1. Jefferies Downgrades Las Vegas Sands

Jefferies downgraded Las Vegas Sands to Hold from Buy, trimming its price target to $61 from $72. Analyst David Katz cited concerns over the operator’s strategic push into the premium mass segment in Macau, warning this investment will weigh on margins over the medium term.

2. Macau Margin Forecast

Katz projects a customer reinvestment strategy similar to Q4 2025 will cut Macau adjusted EBITDA margins by approximately 570 basis points by 2027 versus 2023 levels. This marks the steepest margin decline among peers, leading Jefferies’ FY26 and FY27 EBITDA estimates for Sands to sit 2.9% and 4.9% below consensus.

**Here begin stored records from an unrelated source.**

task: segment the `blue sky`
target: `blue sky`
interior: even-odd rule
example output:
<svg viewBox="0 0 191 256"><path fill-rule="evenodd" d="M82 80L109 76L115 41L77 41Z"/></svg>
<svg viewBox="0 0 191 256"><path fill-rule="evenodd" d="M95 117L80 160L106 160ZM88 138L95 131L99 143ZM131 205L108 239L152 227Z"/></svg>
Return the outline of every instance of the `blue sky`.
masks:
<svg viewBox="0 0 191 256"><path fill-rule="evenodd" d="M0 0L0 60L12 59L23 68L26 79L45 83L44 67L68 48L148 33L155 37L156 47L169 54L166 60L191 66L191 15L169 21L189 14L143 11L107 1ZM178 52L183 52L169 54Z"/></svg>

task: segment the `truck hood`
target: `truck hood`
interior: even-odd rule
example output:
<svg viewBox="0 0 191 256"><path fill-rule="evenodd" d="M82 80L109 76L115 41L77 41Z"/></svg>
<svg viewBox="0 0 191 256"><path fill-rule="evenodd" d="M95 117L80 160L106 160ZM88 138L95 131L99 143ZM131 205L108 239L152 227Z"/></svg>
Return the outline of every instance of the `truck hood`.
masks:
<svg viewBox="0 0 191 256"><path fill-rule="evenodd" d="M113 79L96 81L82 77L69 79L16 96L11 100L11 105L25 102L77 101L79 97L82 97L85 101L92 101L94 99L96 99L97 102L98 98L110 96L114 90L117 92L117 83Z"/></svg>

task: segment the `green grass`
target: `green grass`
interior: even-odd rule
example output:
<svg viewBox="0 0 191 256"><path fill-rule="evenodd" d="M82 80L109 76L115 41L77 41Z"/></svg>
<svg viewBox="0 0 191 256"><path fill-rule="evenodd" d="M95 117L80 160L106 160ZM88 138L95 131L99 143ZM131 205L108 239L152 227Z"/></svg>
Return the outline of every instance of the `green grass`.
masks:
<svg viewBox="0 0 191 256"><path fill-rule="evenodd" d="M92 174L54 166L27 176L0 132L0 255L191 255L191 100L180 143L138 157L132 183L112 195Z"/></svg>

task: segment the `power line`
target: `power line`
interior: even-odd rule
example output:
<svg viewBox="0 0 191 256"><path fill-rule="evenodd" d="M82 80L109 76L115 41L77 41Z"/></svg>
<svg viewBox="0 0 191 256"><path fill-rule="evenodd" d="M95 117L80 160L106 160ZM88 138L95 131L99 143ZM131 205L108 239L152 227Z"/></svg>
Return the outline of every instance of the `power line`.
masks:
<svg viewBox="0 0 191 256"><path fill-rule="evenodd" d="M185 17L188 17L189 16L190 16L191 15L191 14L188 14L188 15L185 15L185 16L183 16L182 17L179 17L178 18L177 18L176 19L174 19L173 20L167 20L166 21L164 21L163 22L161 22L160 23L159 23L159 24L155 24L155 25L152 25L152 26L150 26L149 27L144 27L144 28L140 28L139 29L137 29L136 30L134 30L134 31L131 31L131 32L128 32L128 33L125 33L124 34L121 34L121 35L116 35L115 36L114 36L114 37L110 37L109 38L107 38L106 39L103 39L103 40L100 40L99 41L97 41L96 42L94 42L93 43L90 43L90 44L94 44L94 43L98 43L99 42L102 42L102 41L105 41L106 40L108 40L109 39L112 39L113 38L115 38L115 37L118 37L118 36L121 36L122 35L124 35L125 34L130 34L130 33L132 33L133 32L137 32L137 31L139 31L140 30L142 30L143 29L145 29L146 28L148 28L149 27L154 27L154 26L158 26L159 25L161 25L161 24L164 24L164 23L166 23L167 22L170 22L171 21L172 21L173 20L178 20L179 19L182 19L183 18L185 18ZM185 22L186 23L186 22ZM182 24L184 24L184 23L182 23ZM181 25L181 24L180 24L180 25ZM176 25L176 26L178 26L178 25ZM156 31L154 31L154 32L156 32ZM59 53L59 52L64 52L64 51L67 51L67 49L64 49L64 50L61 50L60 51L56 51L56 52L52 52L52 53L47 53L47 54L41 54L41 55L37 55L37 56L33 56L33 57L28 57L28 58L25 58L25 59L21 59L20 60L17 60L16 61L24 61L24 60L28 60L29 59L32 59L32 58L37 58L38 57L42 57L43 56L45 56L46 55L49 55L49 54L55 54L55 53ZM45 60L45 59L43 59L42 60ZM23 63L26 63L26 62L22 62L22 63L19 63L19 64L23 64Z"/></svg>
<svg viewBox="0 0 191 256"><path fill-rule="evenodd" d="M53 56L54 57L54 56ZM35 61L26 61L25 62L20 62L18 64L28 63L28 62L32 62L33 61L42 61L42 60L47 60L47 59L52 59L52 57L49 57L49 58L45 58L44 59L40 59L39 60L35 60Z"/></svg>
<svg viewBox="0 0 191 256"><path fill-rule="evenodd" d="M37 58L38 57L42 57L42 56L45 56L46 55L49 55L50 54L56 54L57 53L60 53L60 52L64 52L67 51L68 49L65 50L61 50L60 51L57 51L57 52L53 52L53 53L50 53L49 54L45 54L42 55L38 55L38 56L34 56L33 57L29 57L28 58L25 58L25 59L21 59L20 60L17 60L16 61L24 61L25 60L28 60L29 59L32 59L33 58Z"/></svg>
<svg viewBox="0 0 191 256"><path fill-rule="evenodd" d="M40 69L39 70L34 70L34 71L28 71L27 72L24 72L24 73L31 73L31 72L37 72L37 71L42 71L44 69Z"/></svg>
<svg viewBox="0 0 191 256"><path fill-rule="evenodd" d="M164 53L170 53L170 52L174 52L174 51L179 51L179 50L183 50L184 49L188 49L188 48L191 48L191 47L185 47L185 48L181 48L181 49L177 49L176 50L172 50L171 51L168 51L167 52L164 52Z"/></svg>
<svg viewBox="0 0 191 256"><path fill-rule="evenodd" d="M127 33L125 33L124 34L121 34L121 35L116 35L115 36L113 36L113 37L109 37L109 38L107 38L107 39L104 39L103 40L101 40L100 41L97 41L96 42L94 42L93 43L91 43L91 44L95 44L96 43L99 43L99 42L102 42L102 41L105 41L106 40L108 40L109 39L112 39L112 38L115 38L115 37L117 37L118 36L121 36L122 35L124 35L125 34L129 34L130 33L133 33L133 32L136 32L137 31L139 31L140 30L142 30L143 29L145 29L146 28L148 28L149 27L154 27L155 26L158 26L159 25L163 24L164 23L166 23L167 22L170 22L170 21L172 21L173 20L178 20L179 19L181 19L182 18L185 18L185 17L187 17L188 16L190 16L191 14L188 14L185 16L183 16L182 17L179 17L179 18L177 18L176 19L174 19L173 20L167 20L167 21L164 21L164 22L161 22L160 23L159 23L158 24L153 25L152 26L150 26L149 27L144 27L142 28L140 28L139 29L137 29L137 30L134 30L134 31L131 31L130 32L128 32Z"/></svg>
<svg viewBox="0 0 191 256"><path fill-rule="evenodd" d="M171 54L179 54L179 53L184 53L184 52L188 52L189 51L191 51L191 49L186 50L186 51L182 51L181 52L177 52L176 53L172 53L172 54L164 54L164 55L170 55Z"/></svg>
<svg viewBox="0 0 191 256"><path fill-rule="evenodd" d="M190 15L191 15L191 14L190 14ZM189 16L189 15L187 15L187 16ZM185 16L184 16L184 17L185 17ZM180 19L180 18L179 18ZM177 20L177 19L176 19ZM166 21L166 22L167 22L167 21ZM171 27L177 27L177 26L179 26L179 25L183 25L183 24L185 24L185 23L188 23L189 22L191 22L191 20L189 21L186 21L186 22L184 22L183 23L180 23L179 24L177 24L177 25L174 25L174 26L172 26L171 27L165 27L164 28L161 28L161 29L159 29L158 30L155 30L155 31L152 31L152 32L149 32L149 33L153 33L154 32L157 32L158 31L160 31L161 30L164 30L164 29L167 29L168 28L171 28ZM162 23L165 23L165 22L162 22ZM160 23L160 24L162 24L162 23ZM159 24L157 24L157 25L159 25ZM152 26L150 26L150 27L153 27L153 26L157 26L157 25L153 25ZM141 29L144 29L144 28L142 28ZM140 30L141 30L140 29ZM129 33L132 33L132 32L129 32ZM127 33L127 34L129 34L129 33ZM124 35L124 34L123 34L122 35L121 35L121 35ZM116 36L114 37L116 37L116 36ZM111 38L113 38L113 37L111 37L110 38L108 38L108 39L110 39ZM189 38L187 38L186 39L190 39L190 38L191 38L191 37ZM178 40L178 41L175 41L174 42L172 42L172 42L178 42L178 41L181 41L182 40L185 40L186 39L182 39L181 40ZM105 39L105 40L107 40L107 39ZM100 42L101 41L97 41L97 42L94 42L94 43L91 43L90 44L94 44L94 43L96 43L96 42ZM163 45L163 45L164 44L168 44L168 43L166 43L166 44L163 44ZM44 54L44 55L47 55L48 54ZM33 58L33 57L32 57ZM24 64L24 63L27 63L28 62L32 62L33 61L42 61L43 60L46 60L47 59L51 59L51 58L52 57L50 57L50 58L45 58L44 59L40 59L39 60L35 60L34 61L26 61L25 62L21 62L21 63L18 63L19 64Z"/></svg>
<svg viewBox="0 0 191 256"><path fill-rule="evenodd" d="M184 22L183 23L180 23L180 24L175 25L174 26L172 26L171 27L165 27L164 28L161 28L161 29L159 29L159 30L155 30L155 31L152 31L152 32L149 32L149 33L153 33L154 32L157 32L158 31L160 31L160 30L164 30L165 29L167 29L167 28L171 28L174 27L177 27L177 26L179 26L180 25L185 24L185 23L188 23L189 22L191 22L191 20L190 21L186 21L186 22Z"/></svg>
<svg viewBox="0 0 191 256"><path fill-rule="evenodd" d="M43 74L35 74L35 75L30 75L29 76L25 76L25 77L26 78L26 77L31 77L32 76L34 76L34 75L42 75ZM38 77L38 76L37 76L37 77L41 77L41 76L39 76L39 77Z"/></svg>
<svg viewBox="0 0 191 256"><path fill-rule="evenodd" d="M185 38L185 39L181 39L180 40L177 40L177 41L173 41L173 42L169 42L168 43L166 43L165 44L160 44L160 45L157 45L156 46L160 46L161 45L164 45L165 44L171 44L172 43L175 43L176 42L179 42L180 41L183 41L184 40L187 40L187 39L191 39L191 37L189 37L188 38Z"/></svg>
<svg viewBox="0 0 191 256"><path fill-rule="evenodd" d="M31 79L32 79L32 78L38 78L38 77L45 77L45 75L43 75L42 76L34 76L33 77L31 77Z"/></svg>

3. Preference for Wynn Resorts

In contrast, Jefferies favors Wynn Resorts due to its premium-focused operating model, which it believes positions the company for outperformance. The analyst highlights Wynn’s disciplined capital allocation and higher-margin offerings in Macau as key competitive advantages.

4. U.S. Gaming Outlook

On the U.S. gaming front, Jefferies notes that group and convention bookings on the Las Vegas Strip remain stable while leisure demand softens, forecasting a 4.7% year-over-year drop in Nevada EBITDAR at Boyd Gaming. Emerging iGaming legislation in Maine and an open casino license in Indiana are viewed as minimal competitive changes.